Malaysian Journal of Mathematical Sciences, June 2015, Vol. 9(S) Special Issue: The 4th International Cryptology and Information Security Conference 2014 (Cryptology 2014)

Accelerating Integer Sub-Decomposition for Elliptic Scalar Multiplication using the Generalized $w_j$-NAF Expansions Method

Ruma Kareem K. Ajeena and Hailiza Kamarulhaili

Corresponding Email: ruma.usm@gmail.com

Received date: - Accepted date: -

Abstract: In this paper, wNAF expansion method is used to compute a scalar multiplication on classes of elliptic curve over a prime field that have efficiently-computable endomorphisms.

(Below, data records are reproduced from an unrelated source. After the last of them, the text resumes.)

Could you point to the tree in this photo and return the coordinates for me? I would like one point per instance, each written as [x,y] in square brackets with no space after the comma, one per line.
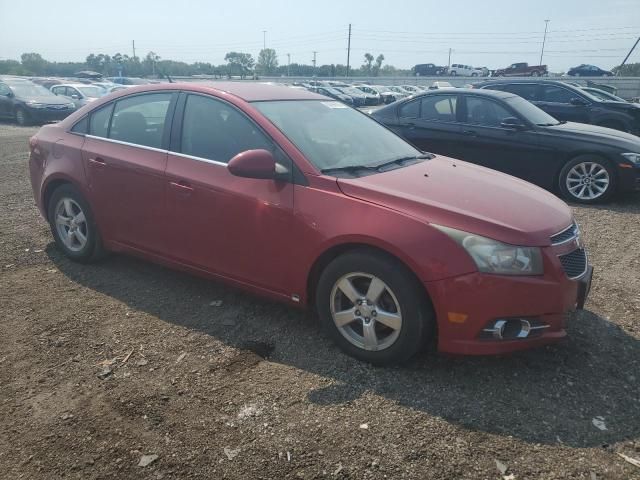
[378,65]
[34,63]
[368,60]
[239,63]
[267,61]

This scalar multiplication is called integer sub-decomposition (ISD) method, which is based on the GLV method of Gallant, Lambert and Vanstone that was initially proposed in the year 2001. In this work the ISD implementation uses speed parallel computation of endomorphisms $\psi_i$ for $i = 1,2$ to compute the multiple $kP$ of a point $P$ of order n lying on an elliptic curve. The decomposition of a scalar k according to GLV method produces two integers $k_1$ and $k_2$ lie inside the range of $\pm \sqrt{N}$. This decomposition also gives significant number of integers $k_1$ and $k_2$ lie outside the given range of $\pm \sqrt{N}$. These outliers are not considered in the GLV method. Therefore, the ISD approach is proposed to bridge the gap and to complement the GLV method. Besides that, the ISD method helps increase the percentage of successful computation of $kP$. In this paper, the main idea is to present the parallel computation of ISD elliptic scalar multiplication which is defined by the following decompositions
$$kP= k_{11}P+ k_{12} \psi_{1}(P)+ k_{21}P+ k_{22} \psi_{2}(P)$$ with $\left | k_{11} \right |$, $\left | k_{12} \right |$, $\left | k_{21} \right |$, $\left | k_{22} \right | < \sqrt{N}$.
This computation employs two models using the interleaving methods based on parallel computation of the generalized $w_j$-NAF expansions for $j=1,2,3,4$. It is known that the parallel processing on two proposed interleaving methods produce more computation speed in comparison with the computations that were performed individually.